Saturday, September 14, 2013

Caffeine Effect to Congestive Heart Failure

Indonesia is a  big market for artificial energy drinks.  Sometimes I also drank one.  It is kind of supplement that can give you additional endurance to exercise your body or keeping you awake and feel more power for a while.  The reason why i drink it anyway in my condition, is quite frivolous.  I fall in love with the Taurine content.  Taurine is good for fat metabolism.  It can lower the blood sugar level, prevent the muscle fatigue, and even help fixing lever damage due to alcohol consumption in certain level.  Other than Taurine, Aspartame is another good ingredient for my diabetes as an artificial sweetener approved by FDA and WHO, that I can find in the powder energy drink.  Anyway, I forgot one bad thing, the caffeine

More endurance is not all good in CHF condition

What is caffeine ?

Caffeine is a bitter crystal form of  Xanthine alkaloid.  Due its function as a stimulant, some producers disguise the name with its original chemical/molecule name: 1,3,7- Trimethylxanthine.  It seems to appear safe to consume 50 mg of caffeine from each sachet of energy drink as I usually did.  The producers have also mentioned that people with hypertension, phenylketonuria, high level of phenylalanine, children and breastfeeding mothers, are not supposed to drink it.  Somehow they don't mentioned about its effect to Congestive Heart Failure or Dilated Cardiomyopathy patients.

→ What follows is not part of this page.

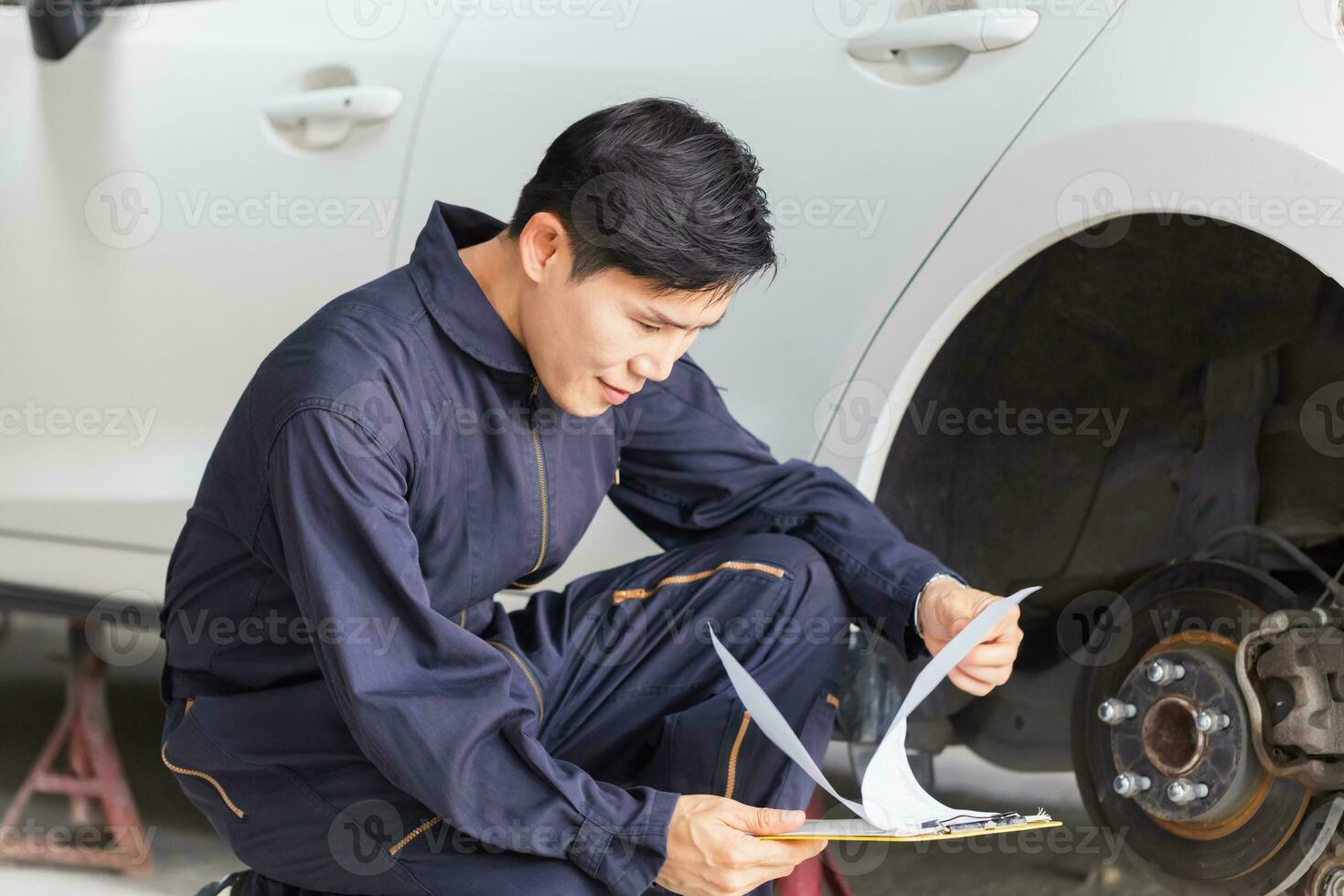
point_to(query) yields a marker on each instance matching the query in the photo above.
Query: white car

Caffeine is usually found in beverages such as: coffee, tea, kola nut soft drinks, and energy drinks. Hundreds of million coffee, tea, and soft drinks drinkers are world widely spread nowadays. Above 90% of adults in America drink coffee or tea everyday, some have become caffeine addicts.  Caffeine will be toxic for a dose more than 1000 mg to a normal adults, whereas the typical daily dose used in daily life is around 500 mg at maximum. That is why FDA still marking it as a safe substance.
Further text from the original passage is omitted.